My experience tells me that this is one of the first "deep woods" plants to grow. I suppose it can handle more sun than some of the others. Oh look! here is one with a "jack." Do you see what is growing beside it?
That leaf with its deeply cut lobes is bloodroot! Its seed pod is full of maturing seeds which will soon be carried away by ants who will eat the fat from around the seed then throw it in the ant garbage pile where it will, hopefully, take root and grow.
This fungus is pretty neat too.
Here is a close up, though it gets a little fuzzy.
This is great fun!  We hardly have to move and we see all kinds of stuff.  Look at that bank over there speckled white with violets.
And there to the right . . . that's an Oxalis, Wood sorrel.
Delicate pale pink flowers flare outward.
It doesn't all look the same, does it?  As we push on through the tangle of branches we see these Wood sorrel plants . . .
Is it a mutation or something different in the soil that makes those distinctive red lines on the leaves? Or could it just be a different variety.  Do you know? 
This next photo shows my favorite find today! 
Maidenhair fern (Adiantum pedatum) growing right amidst Jack-in-the-pulpits and bloodroot! 
Our day is good - and we have a ways to go before we get back to my garden so don't leave me yet.


rebecca said...

Your fungus looks like coral mushrooms, which, if they are what I think they are, are edible - and quite tasty raw, actually.

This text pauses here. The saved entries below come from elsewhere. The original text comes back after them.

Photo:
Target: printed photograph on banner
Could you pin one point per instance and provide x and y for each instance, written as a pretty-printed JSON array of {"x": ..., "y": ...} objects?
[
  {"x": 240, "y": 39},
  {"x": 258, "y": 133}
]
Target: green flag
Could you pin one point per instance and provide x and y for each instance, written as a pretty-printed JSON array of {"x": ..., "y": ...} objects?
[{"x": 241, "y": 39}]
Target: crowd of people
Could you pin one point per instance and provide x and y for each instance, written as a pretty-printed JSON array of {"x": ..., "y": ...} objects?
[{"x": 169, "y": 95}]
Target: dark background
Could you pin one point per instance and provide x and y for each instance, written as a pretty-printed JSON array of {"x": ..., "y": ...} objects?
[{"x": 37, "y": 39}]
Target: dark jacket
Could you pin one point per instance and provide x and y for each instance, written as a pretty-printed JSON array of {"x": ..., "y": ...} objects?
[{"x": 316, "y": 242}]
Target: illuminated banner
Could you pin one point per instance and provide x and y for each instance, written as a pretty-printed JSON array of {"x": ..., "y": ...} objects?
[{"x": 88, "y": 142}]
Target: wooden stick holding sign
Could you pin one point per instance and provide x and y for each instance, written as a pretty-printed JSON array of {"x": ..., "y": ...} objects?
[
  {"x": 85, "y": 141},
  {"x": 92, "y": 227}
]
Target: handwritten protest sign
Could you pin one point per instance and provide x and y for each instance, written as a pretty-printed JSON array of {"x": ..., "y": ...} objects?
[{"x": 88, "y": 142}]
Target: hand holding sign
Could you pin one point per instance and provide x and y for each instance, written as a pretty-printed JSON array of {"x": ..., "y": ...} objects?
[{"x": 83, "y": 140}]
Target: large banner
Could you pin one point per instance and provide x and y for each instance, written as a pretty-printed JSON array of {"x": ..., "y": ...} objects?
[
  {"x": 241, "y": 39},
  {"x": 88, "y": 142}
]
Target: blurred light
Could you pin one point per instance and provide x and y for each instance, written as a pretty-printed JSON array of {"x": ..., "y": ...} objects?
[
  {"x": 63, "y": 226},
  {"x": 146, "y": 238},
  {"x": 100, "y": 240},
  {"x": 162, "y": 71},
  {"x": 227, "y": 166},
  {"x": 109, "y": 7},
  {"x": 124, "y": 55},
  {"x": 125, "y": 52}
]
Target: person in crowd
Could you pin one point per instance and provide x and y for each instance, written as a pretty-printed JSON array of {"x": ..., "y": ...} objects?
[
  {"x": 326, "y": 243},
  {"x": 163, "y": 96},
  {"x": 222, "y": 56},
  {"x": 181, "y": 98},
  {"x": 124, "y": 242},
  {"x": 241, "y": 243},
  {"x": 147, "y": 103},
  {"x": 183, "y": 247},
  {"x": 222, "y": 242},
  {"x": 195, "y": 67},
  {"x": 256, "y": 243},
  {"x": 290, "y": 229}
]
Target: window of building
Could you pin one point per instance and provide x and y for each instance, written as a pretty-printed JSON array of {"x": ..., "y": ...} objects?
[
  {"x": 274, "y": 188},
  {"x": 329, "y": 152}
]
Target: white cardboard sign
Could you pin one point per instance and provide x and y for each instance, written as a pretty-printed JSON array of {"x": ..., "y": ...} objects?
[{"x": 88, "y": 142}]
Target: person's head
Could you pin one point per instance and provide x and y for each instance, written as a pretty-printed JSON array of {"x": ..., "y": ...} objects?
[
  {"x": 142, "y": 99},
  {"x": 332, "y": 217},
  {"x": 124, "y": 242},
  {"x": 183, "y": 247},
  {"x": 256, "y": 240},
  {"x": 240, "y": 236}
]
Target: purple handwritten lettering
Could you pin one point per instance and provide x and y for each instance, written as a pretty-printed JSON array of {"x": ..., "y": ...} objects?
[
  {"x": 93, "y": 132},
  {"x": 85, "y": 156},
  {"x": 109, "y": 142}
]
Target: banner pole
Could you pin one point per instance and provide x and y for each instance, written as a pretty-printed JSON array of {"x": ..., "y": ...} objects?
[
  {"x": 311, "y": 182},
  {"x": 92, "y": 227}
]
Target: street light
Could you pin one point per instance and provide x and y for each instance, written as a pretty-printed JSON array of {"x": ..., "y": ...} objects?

I used to pick them to nibble on while walking in the woods in Ohio. Wood Sorrel leaves are also edible and have a sour taste. The kids at camp referred to them as "sour grass," for some reason. Sorry if you knew that already, but this was a yummy post!

Beyond My Garden said...

Rebecca, my kids and I ate "sour grass" regularly as the bright green clover-like plant with yellow flowers from our yard. I have eaten Wood sorrel and it tastes the same. That is interesting about the fungus, coral mushrooms I would like to try it but am a bit scared without you or another expert being right there to be sure I'm eating the right stuff. I might bring some back to the house to try with a witness to tell the hospital what it was. Thanks for the info.

RedPat said...

That was a lovely tour of the forest. This city girl quite enjoyed it!

JSK said...

I'm a little envious. Our Spring flowers are 'done' and we're starting to see the Summer flowers.
I'm always excited to see photos Paw Paw blooms. I found my first Paw Paw trees in the wild last weekend; they have sets fruit. I marked the spot; I'm going to be back next Spring for photos of the blooms.

Simone said...

Your tour reminds me of how many little treasures there are everywhere we look!! Nature is truly amazing!!!